Sementara sebanyak 51 orang dimakamkan di TPU-TPU lainnya di Ibu Kota, namun tak disebutkan secara rinci lokasi TPU tersebut.
Baca: 30 Tenaga Medis di Sorong Positif Covid-19, 3 Puskesmas dan 1 Rumah Sakit Tutup
Baca: Pasien Positif Covid-19 Kabur dari Isolasi Rumah Sakit, 2 Hari Kemudian Meninggal Dunia di Rumah
Selanjutnya 126 orang dimakamkan di pemakaman tanah wakaf, 264 orang dimakamkan di TPU luar DKI, dan 274 orang dikremasi.
Gubernur DKI Jakarta Anies Baswedan sebelumnya mengungkapkan, tak semua jenazah yang dimakamkan dengan protap itu merupakan pasien yang telah terkonfirmasi positif Covid-19.
Di antara mereka bahkan ada yang masih menunggu hasil tes PCR tetapi kemudian meninggal dunia.
"Ini adalah mungkin mereka-mereka yang belum sempat dites (Covid-19), oleh karenanya belum bisa disebut sebagai positif, atau sudah dites tapi belum ada hasilnya," ujar dia, Senin (30/3/2020).
Meskipun demikian, Pemprov DKI tetap mengimbau warga untuk disiplin menerapkan protokol kesehatan Covid-19 agar angka kematian terus menurun.
"Jangan lelah untuk saling menjaga dan disiplin patuhi protokol kesehatan. Tetaplah di rumah, bepergianlah hanya jika memiliki urusan sangat penting," tulis keterangan dalam unggahan akun Instagram Pemprov DKI, Sabtu (26/9/2020).
Pemprov DKI Jakarta kembali mengumumkan perkembangan terkini kasus Covid-19 di Ibukota hari ini, Sabtu (26/9/2020). Hari ini, Pemprov DKI Jakarta memeriksa 8.289 orang dengan metode tes swab PCR.
Hasilnya, ditemukan 1.052 kasus baru.
"Namun, total penambahan kasus positif sebanyak 1.257 kasus, lantaran terdapat akumulasi data sebanyak 205 kasus dari 1 hari sebelumnya yang baru dilaporkan," Kepala Bidang Pencegahan dan Pengendalian Penyakit, Dinas Kesehatan Provinsi DKI Jakarta, Dwi Oktavia dalam keterangan tertulis, Sabtu.
Di luar itu, sebanyak 998 pasien dinyatakan pulih sedangkan ada 2 pasien Covid-19 yang meninggal dunia.
Maka, kasus aktif/jumlah pasien Covid-19 yang masih ditangani saat ini bertambah 257 orang menjadi 13.155 pasien.

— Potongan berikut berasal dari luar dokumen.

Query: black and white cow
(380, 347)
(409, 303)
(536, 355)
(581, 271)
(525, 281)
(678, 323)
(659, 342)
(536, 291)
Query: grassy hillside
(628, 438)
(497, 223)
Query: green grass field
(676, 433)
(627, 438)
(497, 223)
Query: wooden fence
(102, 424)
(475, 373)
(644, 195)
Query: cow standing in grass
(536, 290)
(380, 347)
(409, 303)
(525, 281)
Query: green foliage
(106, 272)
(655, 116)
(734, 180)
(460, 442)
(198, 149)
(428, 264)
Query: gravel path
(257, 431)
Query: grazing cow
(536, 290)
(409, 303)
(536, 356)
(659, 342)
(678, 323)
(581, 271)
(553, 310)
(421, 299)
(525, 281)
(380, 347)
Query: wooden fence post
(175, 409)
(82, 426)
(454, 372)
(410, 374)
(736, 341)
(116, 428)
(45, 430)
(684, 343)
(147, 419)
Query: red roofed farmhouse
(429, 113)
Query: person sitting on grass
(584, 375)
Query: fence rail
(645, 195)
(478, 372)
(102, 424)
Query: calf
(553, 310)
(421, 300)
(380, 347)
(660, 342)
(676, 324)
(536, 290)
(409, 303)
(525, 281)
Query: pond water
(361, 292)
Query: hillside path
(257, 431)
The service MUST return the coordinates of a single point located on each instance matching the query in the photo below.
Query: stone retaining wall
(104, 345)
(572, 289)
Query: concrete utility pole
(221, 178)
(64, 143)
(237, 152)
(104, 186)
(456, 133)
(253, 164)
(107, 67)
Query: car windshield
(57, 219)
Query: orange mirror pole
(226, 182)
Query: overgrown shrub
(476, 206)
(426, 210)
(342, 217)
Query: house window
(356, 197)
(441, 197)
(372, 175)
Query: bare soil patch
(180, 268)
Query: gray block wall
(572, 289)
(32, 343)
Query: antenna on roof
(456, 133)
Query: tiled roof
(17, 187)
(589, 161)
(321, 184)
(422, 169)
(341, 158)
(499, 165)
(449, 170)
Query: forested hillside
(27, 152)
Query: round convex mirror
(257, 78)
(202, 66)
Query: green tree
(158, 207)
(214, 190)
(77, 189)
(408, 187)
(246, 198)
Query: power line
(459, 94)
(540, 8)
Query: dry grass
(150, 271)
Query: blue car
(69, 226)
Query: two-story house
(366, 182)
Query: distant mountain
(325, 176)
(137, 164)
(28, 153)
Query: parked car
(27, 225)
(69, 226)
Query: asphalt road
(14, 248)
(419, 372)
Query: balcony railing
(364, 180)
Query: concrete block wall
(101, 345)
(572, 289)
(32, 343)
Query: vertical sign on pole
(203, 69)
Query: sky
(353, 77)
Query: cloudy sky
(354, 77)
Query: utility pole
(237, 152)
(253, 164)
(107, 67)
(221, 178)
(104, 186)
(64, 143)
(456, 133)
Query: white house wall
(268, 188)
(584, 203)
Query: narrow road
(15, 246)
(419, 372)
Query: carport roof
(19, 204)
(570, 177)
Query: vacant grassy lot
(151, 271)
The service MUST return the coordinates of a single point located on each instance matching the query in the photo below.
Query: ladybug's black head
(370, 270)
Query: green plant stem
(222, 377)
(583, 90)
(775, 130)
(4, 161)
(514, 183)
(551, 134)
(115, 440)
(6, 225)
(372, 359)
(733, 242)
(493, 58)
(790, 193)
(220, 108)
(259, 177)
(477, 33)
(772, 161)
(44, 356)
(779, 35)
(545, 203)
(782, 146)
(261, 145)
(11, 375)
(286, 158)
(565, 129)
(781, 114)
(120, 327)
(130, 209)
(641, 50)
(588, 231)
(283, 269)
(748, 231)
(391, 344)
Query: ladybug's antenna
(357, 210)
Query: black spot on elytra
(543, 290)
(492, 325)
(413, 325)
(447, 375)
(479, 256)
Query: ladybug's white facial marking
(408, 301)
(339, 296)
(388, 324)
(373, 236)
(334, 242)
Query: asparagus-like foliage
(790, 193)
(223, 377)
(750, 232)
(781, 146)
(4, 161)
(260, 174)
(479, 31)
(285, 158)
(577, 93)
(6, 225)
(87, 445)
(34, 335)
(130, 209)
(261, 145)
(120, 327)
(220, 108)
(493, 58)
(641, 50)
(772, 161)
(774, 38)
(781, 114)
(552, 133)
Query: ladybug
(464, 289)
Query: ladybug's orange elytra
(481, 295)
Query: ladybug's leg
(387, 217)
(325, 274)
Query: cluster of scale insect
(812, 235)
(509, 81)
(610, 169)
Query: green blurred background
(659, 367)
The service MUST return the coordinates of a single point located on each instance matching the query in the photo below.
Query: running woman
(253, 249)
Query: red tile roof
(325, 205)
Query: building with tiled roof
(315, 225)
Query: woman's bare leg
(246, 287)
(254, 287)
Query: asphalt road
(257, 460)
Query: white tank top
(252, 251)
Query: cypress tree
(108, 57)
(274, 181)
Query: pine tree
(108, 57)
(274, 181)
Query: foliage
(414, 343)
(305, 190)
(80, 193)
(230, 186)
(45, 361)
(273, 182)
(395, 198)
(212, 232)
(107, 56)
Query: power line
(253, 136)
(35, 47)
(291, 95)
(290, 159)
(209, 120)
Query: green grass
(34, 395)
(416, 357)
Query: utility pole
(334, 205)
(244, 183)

Secara total, Pemprov DKI Jakarta sudah mencatat 70.184 kasus.
Dari jumlah tersebut, total orang dinyatakan telah sembuh sebanyak 55.350 atau 78,9 persen.
Jumlah kematian mencapai 1.679 orang atau 2,4 persen, jauh di bawah tingkat kematian Covid-19 nasional sebesar 3,8 persen.
Dalam hal jumlah tes PCR, sudah 70.047 orang diperiksa di Jakarta selama sepekan ke belakang.
Baca: Virus Corona Terus Bermutasi dan Diduga Semakin Mudah Menular, Vaksin Mungkin Harus Disesuaikan
Baca: Pondok Pesantren di Kebumen dan Purwokerto Jadi Klaster Covid-19 Baru di Jawa Tengah
Jumlah ini nyaris mencapai 7 kali lipat standar minimal WHO untuk Jakarta yakni 10.645 orang per pekan.
Rasio temuan kasus positif/positivity rate DKI Jakarta masih 10,9 persen selama sepekan terakhir, dua kali lipat di atas ambang aman WHO sebesar 5 persen.
Pemprov DKI Jakarta menyarankan, bagi masyarakat yang ingin memasuki wilayah Jakarta untuk melakukan pemeriksaan mandiri COVID-19 melalui JakCLM di aplikasi JAKI.
Melalui JakCLM, masyarakat dapat mengetahui risiko COVID-19 serta mendapatkan berbagai rekomendasi kesehatan sesuai dengan risiko yang dimiliki.
Kontribusi masyarakat dalam pengisian JakCLM dapat membantu Pemprov DKI Jakarta untuk melakukan pencegahaan penyebaran kasus COVID-19 di Jakarta.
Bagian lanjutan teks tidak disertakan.